Au mois d’août, comme chacun sait, la vie publique tourne au ralenti. Mais le réveil risque d’être brutal. Au vu de la délicate posture dans laquelle se trouve le pays, on se serait attendu que le chef du gouvernement somme ses ministres de mettre leurs grandes vacances à profit pour réfléchir sur l’agenda des réformes. Qu’ils viennent présenter leurs devoirs de vacances au locataire de la Primature, qui devrait s’en inspirer pour proposer une feuille de route censée préparer le pays à affronter l’avenir immédiat. On ne peut s’empêcher de douter que tous les ministres aient fait leurs devoirs. Pourtant la «liste de priorités urgentes» figurant dans l’agenda politique depuis des mois est longue : retour à l’équilibre budgétaire, relance de la compétitivité et de l’emploi, rénovation du système de protection sociale, réformes de la Caisse de compensation et des retraites, du système éducatif, la régionalisation.

Tout en haut de la pile des dossiers chauds de la rentrée, la question du Sahara avec ses risques politiques et ses enjeux diplomatiques. Aucun de ces importants dossiers n’est «pris à bras-le-corps» jusqu’à présent par l’Exécutif. Au vu des difficultés actuelles, on est frappé par le caractère «surréaliste» des déclarations de quelques ministres ou futurs ministrables. Les sorties médiatiques se focalisent sur la reconfiguration des équilibres entre partis, au sein du futur gouvernement, la redistribution des maroquins et laissent sur le perron les réajustements de la politique gouvernementale. Pourtant, le dernier discours royal a jugé le bilan de l’actuel gouvernement insuffisant. La plupart des ministres semblent comprendre de travers la vision prescrite et se laissent aller, ici et là, à des élucubrations hallucinées. Les uns promettent le bien-être pour tous. La autres font l’impasse sur les réformes douloureuses nécessaires à une telle rénovation du pays. C’est peu crédible à l’égard d’une population qui pressent depuis bien longtemps que des coups de rabot dans les «acquis sociaux» lui pendent au nez. Tout ceci laisse pantois.
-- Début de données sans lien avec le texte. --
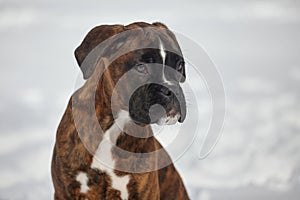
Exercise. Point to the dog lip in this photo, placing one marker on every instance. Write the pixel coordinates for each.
(172, 113)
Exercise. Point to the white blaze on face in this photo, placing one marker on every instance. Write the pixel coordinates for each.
(163, 55)
(104, 152)
(83, 180)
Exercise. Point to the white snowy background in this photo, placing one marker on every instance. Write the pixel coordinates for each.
(255, 45)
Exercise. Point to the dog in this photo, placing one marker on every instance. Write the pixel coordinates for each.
(127, 89)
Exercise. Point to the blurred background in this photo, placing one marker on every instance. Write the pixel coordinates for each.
(254, 44)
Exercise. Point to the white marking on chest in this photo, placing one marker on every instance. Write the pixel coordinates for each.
(107, 162)
(83, 180)
(163, 55)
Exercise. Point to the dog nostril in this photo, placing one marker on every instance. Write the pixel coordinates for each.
(166, 91)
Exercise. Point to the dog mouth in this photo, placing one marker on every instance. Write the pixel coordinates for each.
(159, 115)
(169, 118)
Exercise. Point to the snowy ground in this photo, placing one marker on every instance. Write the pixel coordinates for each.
(255, 45)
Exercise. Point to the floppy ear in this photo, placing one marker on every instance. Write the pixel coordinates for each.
(160, 25)
(91, 40)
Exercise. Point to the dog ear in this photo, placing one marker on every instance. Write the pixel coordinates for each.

La pause estivale politique se termine. Il n’y a pas que la météo de cette fin d’août qui connaît des pics de chaleur. À court terme, les dossiers brûlants s’accumulent. La recomposition gouvernementale tout d’abord. Le chef du gouvernement est préoccupé par l’état de sa majorité actuelle, au sein de laquelle des grincements commencent à se faire entendre. Le PPS et le MP ont fait savoir qu’ils n’accepteraient pas de voir leur influence diminuer. Nous sommes ensemble dans l’action au service de la recomposition, disent-ils. Ensemble, oui, mais pas sans nuances, notamment sur les ajustements à introduire. Une recomposition conduirait-elle à l’augmentation des postes ministériels pour satisfaire les revendications des uns et des autres ? L’assainissement budgétaire ensuite. Le gouvernement doit aussi s’atteler au budget de rigueur nécessaire pour tenir les engagements de réduction des déficits. Le gouvernement aura à préciser et actionner les leviers de la réforme des finances publiques s’il souhaite continuer de bénéficier de l’appui financier des organismes internationaux et des bailleurs de fonds. Enfin, les réformes de la Caisse de compensation, des régimes des retraites et du système éducatif : accusé d’inaction par l’opposition, le chef du gouvernement semble faire du surplace sur ces dossiers. Pendant ce temps, les dossiers plus politiques de la régionalisation et du Sahara reviennent au devant de la scène. Des sources de nouvelles difficultés.

Quelle que soit la configuration que prendra la future nouvelle majorité, chacune de ses composantes aura à préciser sa vision ou ses positions sur les grands thèmes de la politique publique : le social, l’économie, la diplomatie et la gouvernance institutionnelle. Verra-t-on poindre des clivages sur ces thèmes sensibles ? Le chemin est déjà étroit pour le chef du gouvernement qui doit contenir les divergences de sa majorité sur la recomposition gouvernementale. Quoi qu’il en soit, les vacances sont bien finies pour l’Exécutif, la rentrée sonne comme l’heure de vérité. Le gouvernement doit monter au front afin d’annoncer une rentrée politique plus ferme et une accélération du rythme des réformes. Sera-t-il en mesure de faire une rentrée «tonique» pour enrayer la mauvaise dynamique de l’été. Jusqu’à présent, aucun signe ne semble l’indiquer.